L’avanzatissimo controllo di trazione del modello 2012 è stato sviluppato tenendo in considerazione le esperienze raccolte dai piloti durante le gare che hanno portato alla vittoria in MotoGP.

Il nuovo TCS riceve in continuazione dati provenienti dai sensori sulla ruota anteriore e posteriore e, se rileva uno slittamento, la centralina regola istantaneamente il grado di apertura del corpo farfallato, il volume dell’iniezione e l’anticipo. Grazie ai sei diversi livelli, oltre alla modalità “off”, il controllo della trazione si può adattare alle diverse esigenze del pilota, così come alle caratteristiche della strada ed alle condizioni atmosferiche. Se viene utilizzato insieme alla funzione che permette di variare la mappatura della centralina con tre modalità, TCS offre un totale di 21 regolazioni diverse del motore.
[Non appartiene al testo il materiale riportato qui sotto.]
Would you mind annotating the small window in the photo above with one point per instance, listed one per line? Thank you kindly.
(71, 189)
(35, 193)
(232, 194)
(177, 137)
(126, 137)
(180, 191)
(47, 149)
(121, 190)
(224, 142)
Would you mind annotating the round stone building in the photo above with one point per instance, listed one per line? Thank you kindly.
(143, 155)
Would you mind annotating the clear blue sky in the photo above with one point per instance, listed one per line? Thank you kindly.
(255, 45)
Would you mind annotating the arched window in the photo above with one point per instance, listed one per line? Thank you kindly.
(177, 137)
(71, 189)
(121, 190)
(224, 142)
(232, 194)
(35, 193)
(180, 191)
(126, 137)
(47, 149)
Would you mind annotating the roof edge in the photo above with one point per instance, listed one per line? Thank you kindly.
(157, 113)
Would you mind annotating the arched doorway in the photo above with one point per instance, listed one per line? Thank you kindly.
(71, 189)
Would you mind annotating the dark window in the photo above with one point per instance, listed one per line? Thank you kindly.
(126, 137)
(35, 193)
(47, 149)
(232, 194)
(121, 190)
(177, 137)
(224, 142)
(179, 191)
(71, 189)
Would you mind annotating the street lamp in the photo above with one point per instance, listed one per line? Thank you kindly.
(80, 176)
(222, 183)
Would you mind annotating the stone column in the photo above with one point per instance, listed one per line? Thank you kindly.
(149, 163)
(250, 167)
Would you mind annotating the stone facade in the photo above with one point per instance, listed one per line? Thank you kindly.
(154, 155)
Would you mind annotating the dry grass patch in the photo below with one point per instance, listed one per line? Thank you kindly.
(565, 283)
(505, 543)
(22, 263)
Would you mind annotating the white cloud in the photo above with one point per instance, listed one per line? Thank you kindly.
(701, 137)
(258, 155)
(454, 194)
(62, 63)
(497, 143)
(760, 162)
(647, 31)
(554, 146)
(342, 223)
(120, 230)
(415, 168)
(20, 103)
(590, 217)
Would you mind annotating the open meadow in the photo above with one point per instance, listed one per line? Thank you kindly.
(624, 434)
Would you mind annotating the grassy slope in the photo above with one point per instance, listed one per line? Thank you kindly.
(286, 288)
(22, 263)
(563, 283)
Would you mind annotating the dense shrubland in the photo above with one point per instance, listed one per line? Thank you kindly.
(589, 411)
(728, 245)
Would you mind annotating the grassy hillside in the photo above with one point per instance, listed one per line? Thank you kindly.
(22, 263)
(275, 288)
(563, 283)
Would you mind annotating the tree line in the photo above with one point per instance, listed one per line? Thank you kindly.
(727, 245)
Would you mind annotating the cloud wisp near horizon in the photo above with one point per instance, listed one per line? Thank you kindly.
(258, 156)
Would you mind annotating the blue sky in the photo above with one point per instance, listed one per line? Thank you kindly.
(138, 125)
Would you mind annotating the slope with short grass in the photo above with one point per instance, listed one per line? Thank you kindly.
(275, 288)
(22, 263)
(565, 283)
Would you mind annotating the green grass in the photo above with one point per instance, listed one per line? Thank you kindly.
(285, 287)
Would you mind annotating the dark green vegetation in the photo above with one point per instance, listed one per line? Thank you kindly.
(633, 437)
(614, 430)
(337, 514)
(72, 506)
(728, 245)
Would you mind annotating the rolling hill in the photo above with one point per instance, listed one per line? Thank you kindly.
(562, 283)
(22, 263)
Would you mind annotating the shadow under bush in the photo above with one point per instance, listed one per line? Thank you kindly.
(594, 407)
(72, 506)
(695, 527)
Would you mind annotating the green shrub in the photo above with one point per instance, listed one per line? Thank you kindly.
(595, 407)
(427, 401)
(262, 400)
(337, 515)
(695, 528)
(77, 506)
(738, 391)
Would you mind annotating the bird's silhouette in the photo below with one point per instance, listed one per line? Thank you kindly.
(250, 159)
L’albero a croce di R1 è già diventato famoso per l’erogazione di potenza elevata e lineare, e l’aggiunta del nuovo controllo di trazione derivato dalla MotoGP  permette di innalzare il livello della trazione, già notevole, a uno standard superiore. I vantaggi di TCS sono particolarmente evidenti sui tracciati guidati, dove il nuovo sistema consente ai piloti che amano trovare il limite della propria moto di scatenare tutto il potenziale di una supersportiva senza confronti.

I piloti di Yamaha YZF-R1 cercano di trarre il massimo dal proprio mezzo nell’ambiente controllato dei circuiti. Ed è proprio qui che TCS offre qualcosa, anzi molto, in più. Regolando accuratamente il controllo di trazione, in relazione alle caratteristiche della pista, il pilota può ottimizzare l’erogazione della coppia, per spingere al massimo in ogni curva e diminuire il proprio tempo sul giro. Oltre agli innegabili vantaggi tecnici, TCS è pensato anche per aumentare la confidenza con la moto, e consentire così al pilota di migliorarsi, con una guida di livello superiore.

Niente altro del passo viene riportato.